We congratulate Pascal Gutjahr on successfully completing his PhD at the Chair of Astroparticle Physics. For his dissertation, entitled “Chasing Prompt Muons: Unfolding the Atmospheric Muon Spectrum to Constrain the Prompt Flux using 12 Years of IceCube Data”, he received the highest possible grade, summa cum laude.

In his thesis, he studied atmospheric muons produced in cosmic-ray air showers. When high-energy cosmic rays from space hit the Earth’s atmosphere, large numbers of secondary particles are created, forming air showers. Some of these particles decay into muons, which can be categorized as conventional or prompt depending on the parent particle from whose decay they originate.

Conventional muons are created in the decay of charged pions and kaons, whose comparatively long lifetimes make them more likely to interact with the atmosphere before decaying. Prompt muons, by contrast, originate mainly from the decay of charmed hadrons and are called “prompt” because these parent particles have very short lifetimes and typically decay before interacting. At lower energies, the conventional component dominates, while at very high energies, the prompt component is larger.
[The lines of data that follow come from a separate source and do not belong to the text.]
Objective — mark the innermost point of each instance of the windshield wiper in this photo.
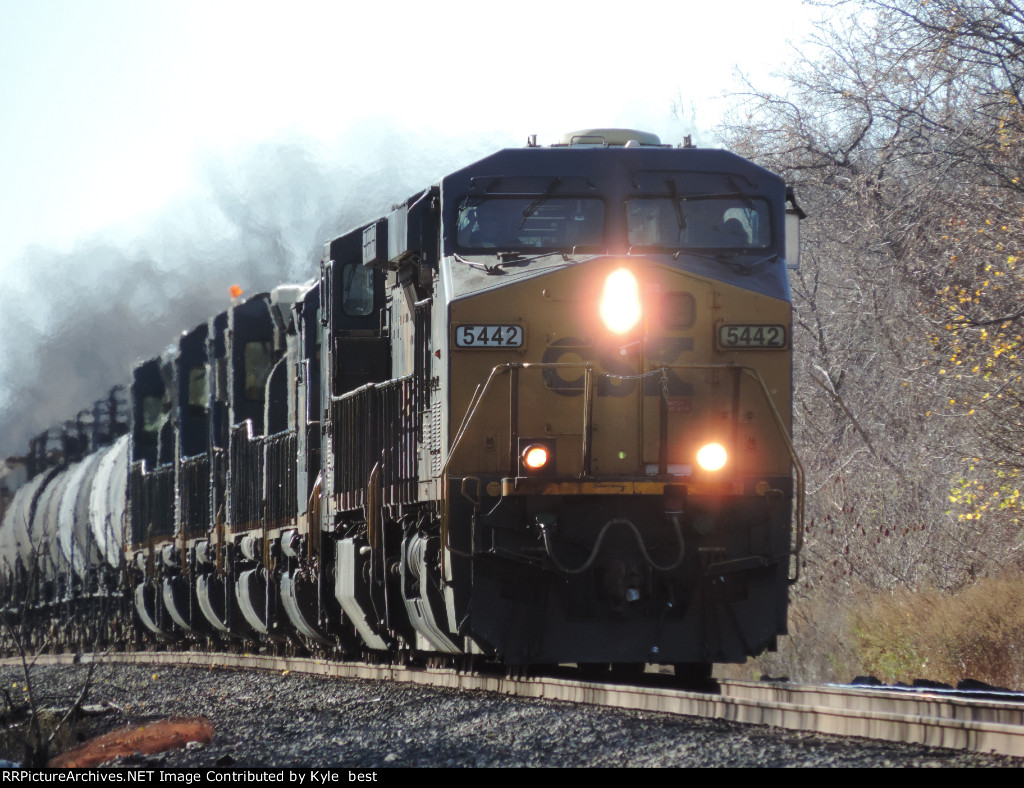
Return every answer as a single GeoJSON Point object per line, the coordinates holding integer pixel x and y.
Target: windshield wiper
{"type": "Point", "coordinates": [725, 258]}
{"type": "Point", "coordinates": [531, 208]}
{"type": "Point", "coordinates": [510, 259]}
The conventional component is comparatively well understood, while the prompt component is still less well constrained and more difficult to measure. It is much smaller than the conventional component over most of the accessible energy range. Additionally, the number of cosmic-ray events decreases strongly with energy, so the high-energy region where prompt muons become more important contains only a small number of events. A measurement of this component therefore requires many years of data, a reliable estimate of the muon energy, and a careful understanding of the detector and simulation uncertainties.

The prompt muon flux is interesting for two reasons. First, it is a background for many astrophysical measurements, especially in searches for astrophysical neutrino sources. These searches aim to identify neutrinos from distant cosmic sources, and atmospheric muons and neutrinos must be understood well in order to distinguish atmospheric backgrounds from possible astrophysical signals. Second, prompt muons carry information about the production of charmed particles in air showers because they are produced in the decays of these short-lived parent particles. Measuring the prompt muon flux therefore gives indirect access to charm production in the atmosphere. This is especially relevant in the forward region of air-shower interactions, where secondary particles are produced close to the direction of the incoming cosmic ray and where accelerator experiments have no access.

In his analysis, Gutjahr used 12.12 years of data from IceCube to measure the atmospheric muon flux. He reconstructed the atmospheric muon energy spectrum at the surface from 10 TeV to 15 PeV, extending previous IceCube measurements by roughly an order of magnitude. A challenge in this measurement is that atmospheric muons often reach IceCube not as single particles, but as bundles of several muons from the same air shower. For the prompt component, the most energetic muon in such a bundle is especially important because the prompt contribution is expected to become more relevant at high energies. Gutjahr therefore used a machine-learning-based method to reconstruct the leading muon. He also produced new CORSIKA simulations, in which muons were tagged according to whether they originated from conventional or prompt processes.

Gutjahr compared the measured muon flux with several models that differ, for example, in how they describe the incoming cosmic rays and the particle interactions in the atmosphere. One of the tested models showed particularly good agreement with the data at high energies. For this model, the analysis found evidence for the prompt atmospheric muon flux with a significance of 4.4 standard deviations.

The results provide new experimental constraints on forward charm production in air showers and may contribute to resolving the so-called muon puzzle in air-shower experiments. We warmly congratulate Pascal on this excellent achievement and wish him all the best for his future scientific career.